The roof was repaired, a creek-stone façade was plastered to the front, and he had to fix a partial collapse on the southeast corner of the structure after bricks fell onto the 7/Eleven parking lot. But hey, Jaber paid only $3,000 for the Rogers at an auction back in 2005

In 2012, in fact, his attorneys filed a complaint in Ohio County Circuit Court because Jaber claimed at the time that city officials were conspiring to cut him out and demolish the 103-year-old building. The defense didn't work; he got fined and actually paid it.

If demolition project is ever publicly discussed, I would oppose it because of a belief it has a lot of potential if owned by the right party. Edward Bates Franzheim designed a plethora of buildings in Wheeling, including the Stifel Fine Arts Center, the Board of Trade, the Professional Building, the Howell Mansion, the Capitol Theatre, and, yes, the Rogers Hotel. Complete with 75 rooms, a barber shop, and a tavern, the hotel opened for business in 1914.

And yes, it was promoted as fireproof, and each room had its own bathroom and, during the later years, wall-based telephones. The Rogers Hotel closed in 1990, inspectors for the city deemed it condemned in 1994, and Jaber bought it for $3,000 in 2005. The owner has told media members he wants to open a restaurant on the building's first floor, but a look through the windows reveals a space absent of renovation of any sort.

What the property needs is an owner who is HERE and is serious about the project because this location could contain eight loft apartments with a lobby, a tavern, and a gym.

There is that much space.

You and I, well, we take the eyesore for granted these days, and we don't look at the Rogers Hotel because we're doing our very best to be positive despite the negatives we confront each day. The Rogers remains ugly because of neglect and lack of effort, in my opinion, but now it's a skeleton waiting to be sculpted to a form that works for today. A resident living there, though, could stroll up 14th Street to Good Mansion Wines, grab some snacks from the neighboring convenient store, or take short walks to River City Restaurant or the Vagabond Kitchen or jaunts to the Bridge Tavern or to the Centre Market District.


"The bones of the building are good," confirmed Dave Palmer, a Wheeling Council member who was an inspector for the Wheeling Fire Department before serving as a code enforcement officer for the city of Wheeling. "With that said, I think it would take a lot of money to bring that building back to where it can be used again. It was neglected for a long time, but at least the present owner did something about the roof. That was a big problem.

"I was also happy to see the owner took steps to keep the pigeons out because that was an issue for a lot of years," he continued. "No one wants to see it get taken down, but like I said, I think it take a lot of dollars to do anything with it."

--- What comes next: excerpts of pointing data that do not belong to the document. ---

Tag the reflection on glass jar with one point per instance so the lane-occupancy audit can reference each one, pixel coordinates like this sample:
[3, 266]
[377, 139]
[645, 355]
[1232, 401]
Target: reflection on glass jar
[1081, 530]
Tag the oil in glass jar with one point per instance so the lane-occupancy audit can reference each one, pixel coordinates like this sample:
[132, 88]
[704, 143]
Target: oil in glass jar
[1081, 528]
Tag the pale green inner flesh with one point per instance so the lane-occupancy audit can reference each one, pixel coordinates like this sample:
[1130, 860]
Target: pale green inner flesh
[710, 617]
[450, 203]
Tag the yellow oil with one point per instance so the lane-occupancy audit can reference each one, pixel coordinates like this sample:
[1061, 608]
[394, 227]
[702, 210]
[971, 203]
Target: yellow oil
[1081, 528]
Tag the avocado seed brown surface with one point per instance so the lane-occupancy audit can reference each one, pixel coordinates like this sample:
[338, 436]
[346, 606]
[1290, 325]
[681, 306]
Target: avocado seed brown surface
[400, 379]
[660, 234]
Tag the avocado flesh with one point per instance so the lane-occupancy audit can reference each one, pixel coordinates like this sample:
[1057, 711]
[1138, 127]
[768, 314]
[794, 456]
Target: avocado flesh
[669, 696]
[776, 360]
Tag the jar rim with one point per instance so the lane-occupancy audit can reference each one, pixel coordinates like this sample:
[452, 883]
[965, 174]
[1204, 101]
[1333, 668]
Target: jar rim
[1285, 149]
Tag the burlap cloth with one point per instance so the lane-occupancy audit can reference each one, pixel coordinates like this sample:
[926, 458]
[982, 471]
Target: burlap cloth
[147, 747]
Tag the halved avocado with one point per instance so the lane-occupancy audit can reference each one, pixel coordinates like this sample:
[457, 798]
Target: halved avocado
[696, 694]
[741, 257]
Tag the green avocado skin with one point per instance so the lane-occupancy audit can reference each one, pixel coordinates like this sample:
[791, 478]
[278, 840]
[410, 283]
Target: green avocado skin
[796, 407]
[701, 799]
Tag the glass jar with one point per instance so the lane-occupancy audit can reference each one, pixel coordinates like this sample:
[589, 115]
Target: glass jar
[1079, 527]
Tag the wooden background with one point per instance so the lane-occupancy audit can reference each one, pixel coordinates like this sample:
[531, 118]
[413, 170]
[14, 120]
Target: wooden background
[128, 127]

Palmer is correct, of course, but The Woda Group is expending millions to transform the former Boury Warehouse into a loft apartment complex, Kevin Duffin has made an enormous investment to renovate the Flat Iron Building, and whoever purchases the Rogers will need to do the same.

Oh, to win the Powerball …

  • First floor – Completely restored to how the Rogers Hotel Lobby once appeared during the lodge's heyday.
  • Second to Fifth Floors – Eight one-level apartments complete with living rooms, dining areas, and kitchens, and a large, open space, and two bedrooms and a sizable bathroom toward the rear of the units.
  • Sixth Floor – Half community gym, the other half a community room for parties and meetings for the tenants, and a spacious deck built off the west wall of the building.
  • Roof – made safe and available for roof-top gardening.

At least that is what I see as possible, and I do wish I were able to make it happen, but certainly someone out there has more financial resources than does a small-town journalist without that winning ticket, right? The return on the investment will take time because of the financial obligations it would take to turn the building into an asset instead of the liability it is today.

Would Jaber sell?

That, I believe, is what he is waiting for and why he's placated city officials for more than a decade.